With the living and the dead.
“Thank you,” Abby echoed. She and Malachi hurried across the cemetery to leave by the main entrance. They passed tour groups and couples, parents and children.
They walked back toward the Wulf and Whistle. The buildings on the street were flush with one another; space here was at a premium. But a narrow alley stretched between streets, an alley that was no longer passable by any kind of conveyance.
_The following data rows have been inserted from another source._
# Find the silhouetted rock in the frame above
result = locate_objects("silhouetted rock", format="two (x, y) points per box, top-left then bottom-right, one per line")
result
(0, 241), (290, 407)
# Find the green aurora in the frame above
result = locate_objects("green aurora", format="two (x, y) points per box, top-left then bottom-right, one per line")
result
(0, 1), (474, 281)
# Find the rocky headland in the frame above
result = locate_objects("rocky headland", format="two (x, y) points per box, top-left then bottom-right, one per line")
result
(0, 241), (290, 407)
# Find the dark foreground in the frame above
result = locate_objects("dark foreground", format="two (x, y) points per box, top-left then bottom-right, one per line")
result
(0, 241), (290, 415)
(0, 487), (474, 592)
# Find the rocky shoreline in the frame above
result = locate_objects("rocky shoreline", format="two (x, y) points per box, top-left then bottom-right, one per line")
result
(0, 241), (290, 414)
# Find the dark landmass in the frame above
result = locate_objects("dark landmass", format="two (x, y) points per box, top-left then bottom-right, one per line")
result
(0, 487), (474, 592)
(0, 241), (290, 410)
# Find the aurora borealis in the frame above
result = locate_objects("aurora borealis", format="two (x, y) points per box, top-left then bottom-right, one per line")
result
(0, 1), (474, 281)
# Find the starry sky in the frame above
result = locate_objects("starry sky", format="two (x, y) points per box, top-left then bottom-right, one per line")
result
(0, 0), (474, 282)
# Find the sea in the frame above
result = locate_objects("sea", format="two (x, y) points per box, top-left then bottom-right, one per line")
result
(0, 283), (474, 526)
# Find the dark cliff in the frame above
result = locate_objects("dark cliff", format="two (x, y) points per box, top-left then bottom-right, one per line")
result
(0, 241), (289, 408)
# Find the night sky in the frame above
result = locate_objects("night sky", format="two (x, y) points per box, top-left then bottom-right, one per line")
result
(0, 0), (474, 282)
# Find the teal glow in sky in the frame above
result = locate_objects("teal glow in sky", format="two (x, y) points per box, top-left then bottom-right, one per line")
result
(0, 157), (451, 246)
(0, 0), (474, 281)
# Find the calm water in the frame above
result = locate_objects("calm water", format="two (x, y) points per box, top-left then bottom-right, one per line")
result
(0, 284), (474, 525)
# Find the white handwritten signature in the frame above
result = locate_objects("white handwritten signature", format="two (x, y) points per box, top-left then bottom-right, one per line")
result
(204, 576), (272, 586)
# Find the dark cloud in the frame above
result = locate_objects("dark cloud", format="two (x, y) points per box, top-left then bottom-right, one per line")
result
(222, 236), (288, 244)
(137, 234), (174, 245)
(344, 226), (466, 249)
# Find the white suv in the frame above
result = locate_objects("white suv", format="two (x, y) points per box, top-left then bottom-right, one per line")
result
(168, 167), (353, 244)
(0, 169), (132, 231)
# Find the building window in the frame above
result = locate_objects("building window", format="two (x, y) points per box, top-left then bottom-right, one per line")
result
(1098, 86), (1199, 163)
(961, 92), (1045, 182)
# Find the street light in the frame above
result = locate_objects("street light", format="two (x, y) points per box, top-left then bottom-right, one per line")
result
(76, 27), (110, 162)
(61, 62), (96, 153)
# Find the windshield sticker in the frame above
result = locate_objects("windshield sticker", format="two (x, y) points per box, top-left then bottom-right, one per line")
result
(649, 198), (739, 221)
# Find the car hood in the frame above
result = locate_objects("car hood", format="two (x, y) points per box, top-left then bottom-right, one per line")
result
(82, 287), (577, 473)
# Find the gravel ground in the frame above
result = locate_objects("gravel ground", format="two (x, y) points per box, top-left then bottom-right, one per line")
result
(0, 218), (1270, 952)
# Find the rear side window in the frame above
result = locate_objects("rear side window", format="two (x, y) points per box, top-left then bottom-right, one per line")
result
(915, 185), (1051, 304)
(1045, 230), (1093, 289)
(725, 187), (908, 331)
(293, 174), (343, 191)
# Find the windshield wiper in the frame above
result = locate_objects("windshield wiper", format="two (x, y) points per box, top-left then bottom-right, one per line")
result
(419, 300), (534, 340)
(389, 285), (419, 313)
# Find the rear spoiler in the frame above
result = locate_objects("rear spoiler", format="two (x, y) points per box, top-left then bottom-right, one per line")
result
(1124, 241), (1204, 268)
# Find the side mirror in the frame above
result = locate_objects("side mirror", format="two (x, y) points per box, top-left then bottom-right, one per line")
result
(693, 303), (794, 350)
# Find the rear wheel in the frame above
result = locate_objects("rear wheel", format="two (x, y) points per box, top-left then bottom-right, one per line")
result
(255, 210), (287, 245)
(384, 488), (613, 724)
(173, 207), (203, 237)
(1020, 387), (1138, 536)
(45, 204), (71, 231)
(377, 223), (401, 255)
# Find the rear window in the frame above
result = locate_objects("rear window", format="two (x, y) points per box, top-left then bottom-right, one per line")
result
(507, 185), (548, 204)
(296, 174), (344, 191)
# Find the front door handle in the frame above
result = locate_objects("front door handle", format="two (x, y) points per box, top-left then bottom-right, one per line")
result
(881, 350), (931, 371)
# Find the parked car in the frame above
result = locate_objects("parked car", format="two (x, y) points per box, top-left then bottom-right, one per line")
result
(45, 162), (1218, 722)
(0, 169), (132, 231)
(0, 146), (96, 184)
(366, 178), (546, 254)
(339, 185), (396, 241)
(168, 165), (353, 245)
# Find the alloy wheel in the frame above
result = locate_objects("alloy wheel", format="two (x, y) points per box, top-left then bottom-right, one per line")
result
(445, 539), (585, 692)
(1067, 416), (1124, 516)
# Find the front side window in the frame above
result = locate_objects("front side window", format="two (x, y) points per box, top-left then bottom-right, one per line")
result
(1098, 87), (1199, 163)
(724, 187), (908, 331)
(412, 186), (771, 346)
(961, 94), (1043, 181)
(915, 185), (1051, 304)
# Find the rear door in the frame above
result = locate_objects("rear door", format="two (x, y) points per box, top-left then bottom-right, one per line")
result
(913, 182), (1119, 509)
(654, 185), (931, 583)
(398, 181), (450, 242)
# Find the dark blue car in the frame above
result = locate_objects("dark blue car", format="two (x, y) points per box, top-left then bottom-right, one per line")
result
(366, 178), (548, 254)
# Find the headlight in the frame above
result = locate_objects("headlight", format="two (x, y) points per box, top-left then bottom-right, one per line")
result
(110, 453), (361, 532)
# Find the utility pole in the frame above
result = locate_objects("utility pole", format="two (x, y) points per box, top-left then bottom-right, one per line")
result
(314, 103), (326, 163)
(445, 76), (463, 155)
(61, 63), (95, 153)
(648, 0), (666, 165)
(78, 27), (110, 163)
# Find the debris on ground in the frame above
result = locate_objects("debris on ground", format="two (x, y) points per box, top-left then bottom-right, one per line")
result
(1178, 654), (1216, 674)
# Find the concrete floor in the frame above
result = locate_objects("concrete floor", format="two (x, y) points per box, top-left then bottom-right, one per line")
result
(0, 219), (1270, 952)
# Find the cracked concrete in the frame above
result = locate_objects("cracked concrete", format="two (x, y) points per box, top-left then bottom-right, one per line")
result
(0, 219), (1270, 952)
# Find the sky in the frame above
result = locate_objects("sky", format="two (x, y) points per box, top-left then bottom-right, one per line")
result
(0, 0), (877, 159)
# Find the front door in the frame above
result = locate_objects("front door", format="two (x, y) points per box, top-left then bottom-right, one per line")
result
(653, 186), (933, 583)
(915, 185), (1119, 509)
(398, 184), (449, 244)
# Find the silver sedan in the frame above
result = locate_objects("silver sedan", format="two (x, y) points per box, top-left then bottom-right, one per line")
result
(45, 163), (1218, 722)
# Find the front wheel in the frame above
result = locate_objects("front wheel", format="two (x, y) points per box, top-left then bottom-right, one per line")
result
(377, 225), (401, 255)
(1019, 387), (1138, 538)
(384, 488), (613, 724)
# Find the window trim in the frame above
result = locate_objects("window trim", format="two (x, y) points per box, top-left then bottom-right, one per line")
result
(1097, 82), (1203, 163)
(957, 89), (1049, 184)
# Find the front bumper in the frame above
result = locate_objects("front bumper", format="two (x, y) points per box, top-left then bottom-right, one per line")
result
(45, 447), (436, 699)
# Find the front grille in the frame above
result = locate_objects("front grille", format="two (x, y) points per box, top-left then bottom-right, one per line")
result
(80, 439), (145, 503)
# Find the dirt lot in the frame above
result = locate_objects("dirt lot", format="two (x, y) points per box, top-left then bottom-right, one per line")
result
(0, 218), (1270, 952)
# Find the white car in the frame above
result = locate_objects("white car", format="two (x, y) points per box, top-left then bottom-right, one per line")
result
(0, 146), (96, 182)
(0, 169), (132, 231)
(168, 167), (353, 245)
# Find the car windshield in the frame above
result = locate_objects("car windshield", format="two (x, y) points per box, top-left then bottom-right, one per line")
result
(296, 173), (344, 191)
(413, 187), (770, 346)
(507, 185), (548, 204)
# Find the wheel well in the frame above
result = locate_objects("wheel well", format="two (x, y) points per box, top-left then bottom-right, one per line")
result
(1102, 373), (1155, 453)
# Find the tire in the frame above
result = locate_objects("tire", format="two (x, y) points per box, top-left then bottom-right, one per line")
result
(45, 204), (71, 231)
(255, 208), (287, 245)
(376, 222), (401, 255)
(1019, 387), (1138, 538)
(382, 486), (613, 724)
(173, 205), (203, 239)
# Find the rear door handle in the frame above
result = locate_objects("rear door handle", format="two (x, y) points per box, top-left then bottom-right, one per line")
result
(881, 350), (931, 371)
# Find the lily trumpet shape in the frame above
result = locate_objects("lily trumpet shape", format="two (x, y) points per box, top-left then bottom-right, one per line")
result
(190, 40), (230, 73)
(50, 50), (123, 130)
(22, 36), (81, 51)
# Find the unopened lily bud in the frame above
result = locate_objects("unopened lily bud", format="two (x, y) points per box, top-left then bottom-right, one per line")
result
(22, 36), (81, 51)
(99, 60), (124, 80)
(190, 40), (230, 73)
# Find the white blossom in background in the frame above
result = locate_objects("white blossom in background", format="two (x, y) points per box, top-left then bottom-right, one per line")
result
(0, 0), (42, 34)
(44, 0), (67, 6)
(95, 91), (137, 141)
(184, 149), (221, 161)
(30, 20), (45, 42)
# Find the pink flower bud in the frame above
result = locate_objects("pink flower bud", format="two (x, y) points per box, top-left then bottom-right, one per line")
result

A tree that had taken root blocked it at the sidewalk. Malachi and Abby crawled over the roots that sprouted through the concrete, and they stood in the narrow alley behind the Wulf and Whistle.
“Who knows exactly what was going on when,” Malachi murmured, studying the building. “But there was a tunnel in the Wulf and Whistle. Presumably, during the yellow fever epidemic, they were bringing the sick and the dead down to various tunnels and underground rooms. Then, when the Underground Railroad became active, they reopened the tunnels. After the war—the Civil War, this time—the local owners, aware of what went on at the cemetery, which was now under military rule, might have hurried and covered up their secrets.”
“But we went down into the Wulf and Whistle. You tapped all the walls in the tunnel there yourself.”
“Yes, but an entry from the tavern might have been sealed off. That doesn’t mean there aren’t more tunnels beneath us.”
“And how are we going to find one? And if it’s all blocked off, how’s a killer using it?”
“The killer, obviously, knows where it is,” Malachi said. “And, somehow or other, he’s opened it.”
Abby turned around in the little space. Behind the Wulf and Whistle was a wooden portico and a gate that sectioned off an area. She realized that was where the tavern kept their garbage.